Problem: When attempting MFA it takes a long time to get past the "connecting to authentication service" on Windows login.
Cause: This can happen if your Windows machines do not have access to the internet. The behavior of the agent is to authenticate the certificate against the cloud directly. If the internet is blocked or a firewall is in place this will timeout and cause a delay.
[2018-08-06 13:38:32.927 +0200] dzagent.exe[1796,10] Verbose: CloudHttpService.GetCloudClient: Start NegoCert... [2018-08-06 13:39:17.661 +0200] dzagent.exe[1796,10] Error: CloudHttpService.GetCloudClient: Cloud cert auth (negotiatecertsecurity) failed: System.Threading.Tasks.TaskCanceledException: A task was canceled. [2018-08-06 13:39:17.661 +0200] dzagent.exe[1796,10] Error: CloudHttpService.ConnectTenant: Failed to talk to cloud aaa0000.my.centrify.com, fallback to cloud connector connection: Centrify.DirectAuthorize.Mfa.CloudHttpService+WebProblemException: Connection Failure
Resolution: This behavior can be changed so that the agent skips the cloud check and instead checks against the connector directly.
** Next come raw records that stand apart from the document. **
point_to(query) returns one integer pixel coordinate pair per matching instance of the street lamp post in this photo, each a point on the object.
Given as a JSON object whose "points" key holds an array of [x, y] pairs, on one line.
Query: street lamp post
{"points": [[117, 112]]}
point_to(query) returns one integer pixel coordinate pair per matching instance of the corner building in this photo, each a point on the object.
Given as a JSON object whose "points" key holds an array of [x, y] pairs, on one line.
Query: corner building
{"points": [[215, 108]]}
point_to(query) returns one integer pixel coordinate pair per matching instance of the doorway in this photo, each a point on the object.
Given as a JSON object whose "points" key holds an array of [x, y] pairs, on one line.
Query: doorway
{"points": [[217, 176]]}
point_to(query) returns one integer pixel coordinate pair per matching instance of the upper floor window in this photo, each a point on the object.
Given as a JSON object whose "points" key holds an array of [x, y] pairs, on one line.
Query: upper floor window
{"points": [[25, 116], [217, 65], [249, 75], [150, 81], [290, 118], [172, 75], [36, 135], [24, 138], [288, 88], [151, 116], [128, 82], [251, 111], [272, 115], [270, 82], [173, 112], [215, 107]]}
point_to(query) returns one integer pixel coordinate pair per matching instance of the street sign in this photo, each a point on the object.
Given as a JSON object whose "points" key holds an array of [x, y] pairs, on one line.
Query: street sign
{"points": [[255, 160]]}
The flow will now look like this:
client <-> connector <-> cloud
This can be accomplished via Group Policy by using our Computer Configuration>Centrify Settings>Windows Settings>MFA Settings>"Skip client certificate authentication"
Or via Regedit:
Add the below registry key in HKLM > SOFTWARE > Centrify > DirectAuthorize > Agent:
SkipCertAuth (DWORD value 1)
Note: This DOES NOT mean that you are skipping a certificate check. It means that the certificate will now be validated against the connector. Again this is recommended only for environments where the Window's machine have no internet connectivity.